TEETH, GUMS AND BACTERIA — Floss only the ones you want to keep

Most of us are born without any visible teeth and some of us pass on in that same condition. Having said this, I believe that the general consensus is that having both healthy gums and a full complementation of teeth are desirable. But what constitutes healthy gums and teeth and how do we achieve this state?

A brief explanation of oral bacteria and how they affect us will help answer our questions and understand the science behind the old adage “be true to your teeth or they’ll be false to you.” With patients I use a simplified model and explain that we have three major categories of bacteria: cavity forming bacteria, bacteria that promote periodontal (gum) disease and normal flora (good bacteria). As a fetus our oral cavities are sterile without any of the “bad” bacteria that help promote many of the diseases of our gums and teeth. However, upon birth we begin to establish our normal bacterial flora. This flora or community of bacteria may include “bad” bacteria and can change and evolve throughout the different stages of our lives.

We begin to see the first signs of cavity forming bacteria with the eruption of the deciduous (baby) teeth at about seven months of age. These bacteria are introduced to us by our primary caregivers such as our parents and are with us for as long as we have teeth. While most of us have these cavity forming bacteria we do not have to be destined to a future filled with cavities.

Tooth decay is the result of a rather simple process that is reversible if caught in time. Specific bacteria (streptococci and lactobacilli) produce acid waste products that demineralize and breakdown tooth structures such as enamel and dentin when exposed to carbohydrates. On the other hand, our saliva contains water and minerals that buffer these acids and reverse the cavity forming process. In general, our ability to protect and rebuild our teeth diminishes with age, a result primarily due to a decrease in salivary flow.

Bacteria that promote periodontal disease tend to be anaerobic in nature. These bacteria prefer living in the space between our teeth and gums called our pockets where there is less oxygen. They in turn cause an inflammatory response resulting in disease states such as gingivitis and periodontitis. Bleeding gums are a cardinal sign of when our gums, and in more advanced case our bone, suffer from the inflammatory process. When left untreated these anaerobic bacteria and inflammation can lead to the loss of tooth supporting bone. Often, with bone loss comes sensitivity, increased risk of cavities and premature tooth loss.

Many people mistakenly believe that deciduous teeth are not important.

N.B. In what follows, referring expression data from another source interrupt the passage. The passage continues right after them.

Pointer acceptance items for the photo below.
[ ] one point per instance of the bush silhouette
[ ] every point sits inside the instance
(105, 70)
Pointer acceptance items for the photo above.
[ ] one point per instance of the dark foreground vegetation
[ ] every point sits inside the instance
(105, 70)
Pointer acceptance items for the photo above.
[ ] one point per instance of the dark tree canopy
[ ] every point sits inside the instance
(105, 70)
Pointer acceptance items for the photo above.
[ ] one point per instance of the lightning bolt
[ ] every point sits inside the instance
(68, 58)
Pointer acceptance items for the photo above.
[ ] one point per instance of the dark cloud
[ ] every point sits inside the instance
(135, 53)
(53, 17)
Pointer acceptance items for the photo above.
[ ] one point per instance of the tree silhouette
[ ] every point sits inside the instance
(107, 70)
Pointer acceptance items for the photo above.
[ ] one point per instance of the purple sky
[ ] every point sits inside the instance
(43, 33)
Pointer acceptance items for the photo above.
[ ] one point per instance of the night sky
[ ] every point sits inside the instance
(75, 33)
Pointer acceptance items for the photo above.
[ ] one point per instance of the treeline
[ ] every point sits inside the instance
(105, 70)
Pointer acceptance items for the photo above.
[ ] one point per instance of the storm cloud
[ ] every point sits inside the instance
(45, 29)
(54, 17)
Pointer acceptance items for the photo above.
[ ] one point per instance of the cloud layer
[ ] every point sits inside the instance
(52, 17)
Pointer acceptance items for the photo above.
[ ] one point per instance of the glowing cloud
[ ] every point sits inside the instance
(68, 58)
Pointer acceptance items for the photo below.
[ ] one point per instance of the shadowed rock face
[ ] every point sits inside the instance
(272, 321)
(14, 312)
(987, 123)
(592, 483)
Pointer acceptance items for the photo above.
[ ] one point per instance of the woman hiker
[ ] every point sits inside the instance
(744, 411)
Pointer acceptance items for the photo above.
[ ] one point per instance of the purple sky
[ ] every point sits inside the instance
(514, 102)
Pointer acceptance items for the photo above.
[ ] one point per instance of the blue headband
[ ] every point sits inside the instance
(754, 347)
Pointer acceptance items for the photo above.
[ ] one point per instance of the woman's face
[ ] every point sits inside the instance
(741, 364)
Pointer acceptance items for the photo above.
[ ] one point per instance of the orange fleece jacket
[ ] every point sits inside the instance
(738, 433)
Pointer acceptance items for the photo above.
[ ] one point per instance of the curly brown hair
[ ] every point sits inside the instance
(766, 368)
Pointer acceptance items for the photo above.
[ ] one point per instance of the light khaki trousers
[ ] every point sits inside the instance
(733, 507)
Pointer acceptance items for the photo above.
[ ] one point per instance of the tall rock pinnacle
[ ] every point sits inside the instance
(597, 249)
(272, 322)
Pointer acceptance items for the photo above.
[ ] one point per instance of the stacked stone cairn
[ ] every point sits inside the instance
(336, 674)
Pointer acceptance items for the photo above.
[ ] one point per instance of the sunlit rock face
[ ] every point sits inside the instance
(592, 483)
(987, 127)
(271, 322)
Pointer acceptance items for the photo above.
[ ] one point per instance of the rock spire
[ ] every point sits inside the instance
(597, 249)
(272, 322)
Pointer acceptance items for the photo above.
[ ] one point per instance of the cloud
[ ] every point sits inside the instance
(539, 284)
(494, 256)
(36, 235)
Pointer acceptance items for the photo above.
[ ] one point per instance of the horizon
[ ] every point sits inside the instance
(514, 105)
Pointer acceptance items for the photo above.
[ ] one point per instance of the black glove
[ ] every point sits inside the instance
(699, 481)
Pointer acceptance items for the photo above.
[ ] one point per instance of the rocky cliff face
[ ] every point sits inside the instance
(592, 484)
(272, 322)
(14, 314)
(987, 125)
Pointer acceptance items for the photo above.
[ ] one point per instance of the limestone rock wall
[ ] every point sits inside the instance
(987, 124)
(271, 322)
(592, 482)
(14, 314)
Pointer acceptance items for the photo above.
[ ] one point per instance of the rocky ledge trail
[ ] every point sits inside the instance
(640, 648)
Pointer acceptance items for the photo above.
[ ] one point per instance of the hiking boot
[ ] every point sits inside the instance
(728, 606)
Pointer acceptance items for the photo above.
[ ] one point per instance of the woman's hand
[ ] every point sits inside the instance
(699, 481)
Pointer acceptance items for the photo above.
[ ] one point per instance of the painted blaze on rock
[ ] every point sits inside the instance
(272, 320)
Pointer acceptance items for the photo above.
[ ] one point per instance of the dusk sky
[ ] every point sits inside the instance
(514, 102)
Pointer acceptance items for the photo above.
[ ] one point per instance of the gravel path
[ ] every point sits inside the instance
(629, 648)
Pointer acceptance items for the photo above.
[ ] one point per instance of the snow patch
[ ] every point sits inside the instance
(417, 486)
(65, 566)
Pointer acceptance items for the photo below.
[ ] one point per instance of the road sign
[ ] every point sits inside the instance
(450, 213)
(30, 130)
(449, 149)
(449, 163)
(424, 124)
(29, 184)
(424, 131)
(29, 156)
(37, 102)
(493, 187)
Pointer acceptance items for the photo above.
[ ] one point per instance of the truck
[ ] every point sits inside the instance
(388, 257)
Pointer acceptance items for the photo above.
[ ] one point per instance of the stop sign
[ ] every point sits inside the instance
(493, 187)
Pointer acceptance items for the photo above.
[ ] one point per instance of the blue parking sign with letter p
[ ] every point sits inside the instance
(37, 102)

Instead, “baby” teeth play several important rolls for developing children. These teeth help children with phonetics, aesthetics and mastication, which directly and in some cases indirectly affect the child’s physical development, educational progress, self-esteem and confidence. For example, children who prematurely lose their front teeth often have difficulty pronouncing words properly and are mislabeled as slow. From a structural standpoint the deciduous teeth help maintain spacing which allows for the proper eruption and alignment of the permanent dentition. For infants and children, in addition to good oral hygiene and maintenance, proper amounts of systemic fluoride can help build teeth that are less susceptible to the caries process for life.

While the next generation is not particularly prone to periodontal disease, teens and young adults in their early 20s should be concerned with the prevention of cavities. Tooth health is achieved when we are unable to observe any signs of demineralization both clinically and radiographically. Good oral hygiene is a critical component of caries prevention and incorporates three important keys. Duration: The individual must “brush” their teeth for the proper amount of time: two minutes. Frequency: The individual should “brush” their teeth at least 2-3 times a day and floss at least once a day. And Technique: Proper massaging motions should be practiced utilizing a soft bristled toothbrush. In addition, once the permanent teeth have formed, in order to aid in remineralization, the need for topical fluoride begins to outweigh systemic forms.

When we begin to age and enter our late 20s and early 30s our dental concerns shift toward periodontal disease and its side effects. Many of us begin to notice that our gums are receding and that our teeth are more sensitive. In fact, research confirms that anaerobic bacteria are able to establish colonies in the gums and bone. This results in inflammation, loss of tooth supporting bone, and even promotes heart disease. Once again, good oral hygiene is critical. However, increases in professional cleaning intervals and potential surgical intervention are not uncommon. Our goal should be to maintain firm gums that do not bleed.

As we continue to age, the habits and practices that we learned as children and young adults continue and the benefits and consequences become more apparent. With our modern diets filled with carbohydrates such as bread, pasta, candy and juices we must compensate by removing gross bacteria and decreasing their populations through diligent brushing and flossing. We must also understand that remineralizing our teeth with fluoride is one of the most effective ways to prevent dental caries.

And while all of this may seem very complex, fortunately the solution is quite simple: keep your amount of dental disease under control through regular professional cleanings and more importantly diligent brushing and flossing. Which teeth? Only the ones you want to keep.